Background:  The long-term safety of patient-administered nebulized lidocaine for control of chronic cough has not been established.

Methods:  We performed a retrospective study of adults who received a prescription and nurse education for nebulized lidocaine for chronic cough between 2002 and 2007. A survey questionnaire inquiring about adverse reactions and the effectiveness of nebulized lidocaine was developed and administered to these individuals after the nebulized lidocaine trial. We conducted two mailings and a postmailing phone follow-up to nonresponders. When adverse events were reported in the questionnaire response, a structured phone interview was conducted to obtain additional details.

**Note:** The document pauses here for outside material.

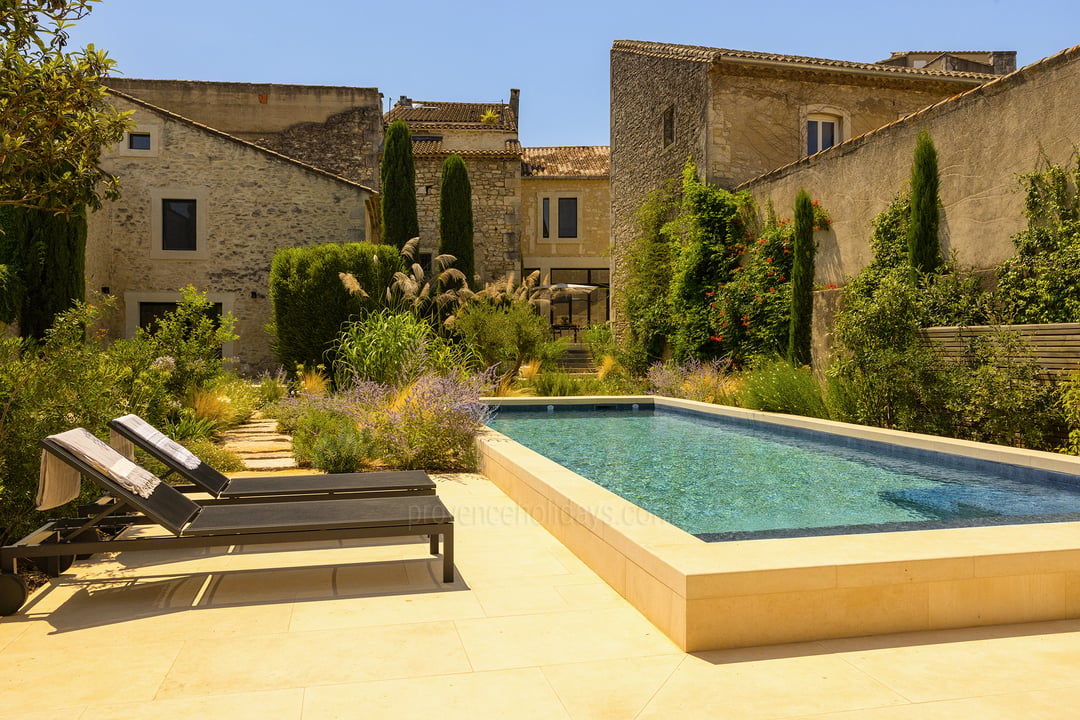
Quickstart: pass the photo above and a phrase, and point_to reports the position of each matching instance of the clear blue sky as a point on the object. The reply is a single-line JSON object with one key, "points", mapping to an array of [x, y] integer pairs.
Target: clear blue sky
{"points": [[555, 51]]}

Results:  Of 165 eligible patients, 99 (60%) responded to the survey. Responders were a median age of 62 years (range, 29-87 years); 77 (79%) were women, and 80 (82%) were white. The median duration of cough was 5 years before treatment with nebulized lidocaine. Of the patients who used nebulized lidocaine (93% of survey responders), 43% reported an adverse event. However, none of these events required an emergency visit, hospitalization, or antibiotic therapy for aspiration pneumonia. The mean (SD) of the pretreatment cough severity score was 8.4 (1.6) and posttreatment was 5.9 (3.4) (P < .001). Of the patients reporting improvement in cough symptoms (49%), 80% reported improvement within the first 2 weeks.

Conclusions:  Adults tolerated self-administration of nebulized lidocaine for difficult-to-control chronic cough. No serious adverse effects occurred while providing symptomatic control in 49% of patients.